In the last month, financial markets witnessed many significant events that influenced the shaping of the broad macroeconomic context. Among the key indicators published during this period were data on inflation, the labor market, and decisions by central banks.
Starting with inflation in the United States, data from June 10 showed that the CPI m/m increased by 0.5%, which was in line with market expectations. Year-on-year, CPI inflation was 4.2%, also in accordance with forecasts. It is worth noting that the Core CPI, which excludes volatile food and energy prices, rose by 0.2% month-on-month, which was slightly lower than the projected increase of 0.3%. Year-on-year, Core CPI was 2.9%, which aligns with expectations. These data suggest that inflation in the USA remains under control, although it still persists at a relatively high level, which may pose a challenge for the Federal Reserve regarding monetary policy decisions.

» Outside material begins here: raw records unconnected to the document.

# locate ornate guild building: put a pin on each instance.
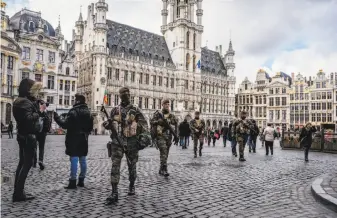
(110, 55)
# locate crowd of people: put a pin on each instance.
(129, 133)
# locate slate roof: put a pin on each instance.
(25, 16)
(211, 62)
(137, 42)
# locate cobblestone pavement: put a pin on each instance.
(214, 185)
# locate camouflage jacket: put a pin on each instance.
(129, 121)
(161, 130)
(241, 127)
(198, 126)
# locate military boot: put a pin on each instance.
(161, 170)
(165, 173)
(242, 158)
(132, 188)
(113, 198)
(72, 184)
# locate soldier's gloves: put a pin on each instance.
(107, 124)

The labor market in the USA also provided important information. Data from June 5 indicated an increase in non-farm employment by 172 thousand jobs, significantly exceeding the forecast of 85 thousand. The unemployment rate remained at 4.3%, demonstrating stability in the labor market. This data may suggest that the labor market in the USA remains strong, which is a positive signal for the economy, but it may also exert inflationary pressure, as employment growth often correlates with potential wage increases.
In Canada, the labor market situation also looked positive. On June 5, data was published indicating an increase in employment by 87.8 thousand jobs, which was significantly higher than the forecasted 10.6 thousand. The unemployment rate dropped from 6.9% to 6.6%, which is a sign of improvement in the labor market and potential growth in consumer spending that could drive economic growth.

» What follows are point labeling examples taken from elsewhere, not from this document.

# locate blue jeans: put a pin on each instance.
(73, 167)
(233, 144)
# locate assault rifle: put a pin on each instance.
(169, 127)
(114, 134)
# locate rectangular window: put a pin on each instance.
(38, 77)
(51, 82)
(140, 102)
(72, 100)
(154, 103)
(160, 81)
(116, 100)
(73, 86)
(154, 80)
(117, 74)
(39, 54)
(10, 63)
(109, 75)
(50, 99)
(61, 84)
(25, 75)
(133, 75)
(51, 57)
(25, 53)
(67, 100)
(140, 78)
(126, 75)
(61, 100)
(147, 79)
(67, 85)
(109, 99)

In monetary policy, central bank meetings were key. The Bank of Canada decided on June 10 to maintain interest rates at 2.25%, which was in line with expectations. At the same time, the European Central Bank, at its meeting on June 11, also left the main refinancing rate at 2.40%, suggesting that central banks are cautious in making decisions about changes in monetary policy, given the current economic data.

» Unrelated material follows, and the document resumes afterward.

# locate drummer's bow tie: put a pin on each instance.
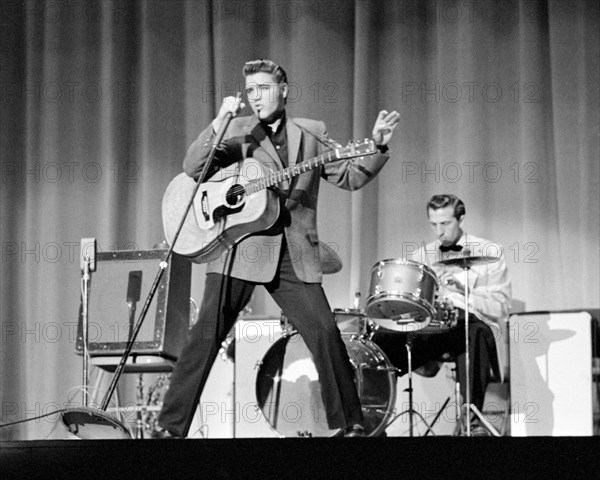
(451, 248)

Expectations regarding interest rates in the USA remain stable. The next FOMC meeting is scheduled for June 17, and the current interest rate is 3.50-3.75%. Current probabilities indicate that with 98.5% certainty, rates will remain at this level, while only a 1.5% chance is assigned to a rate cut to the range of 3.25-3.50. This distribution of probabilities suggests that the market does not expect significant changes in monetary policy in the near future, which may influence the stabilization of financial markets.
Finally, it is worth noting the changing market sentiment. The current level of the Fear & Greed Index is 30/100, indicating that markets are in a state of fear. A month ago, this index was at 66/100, indicating a significant deterioration in market sentiment by 36 points. Such a decline may be the result of uncertainty related to global economic prospects, including concerns about further inflation developments, monetary policy, and potential geopolitical tensions.
In summary, the broad macroeconomic context from the last 30 days shows stability in key areas of the economy, such as inflation and the labor market, while central banks remain cautious in making decisions about interest rate changes. The current levels of fear in financial markets may, however, indicate the need for investor vigilance in the coming weeks.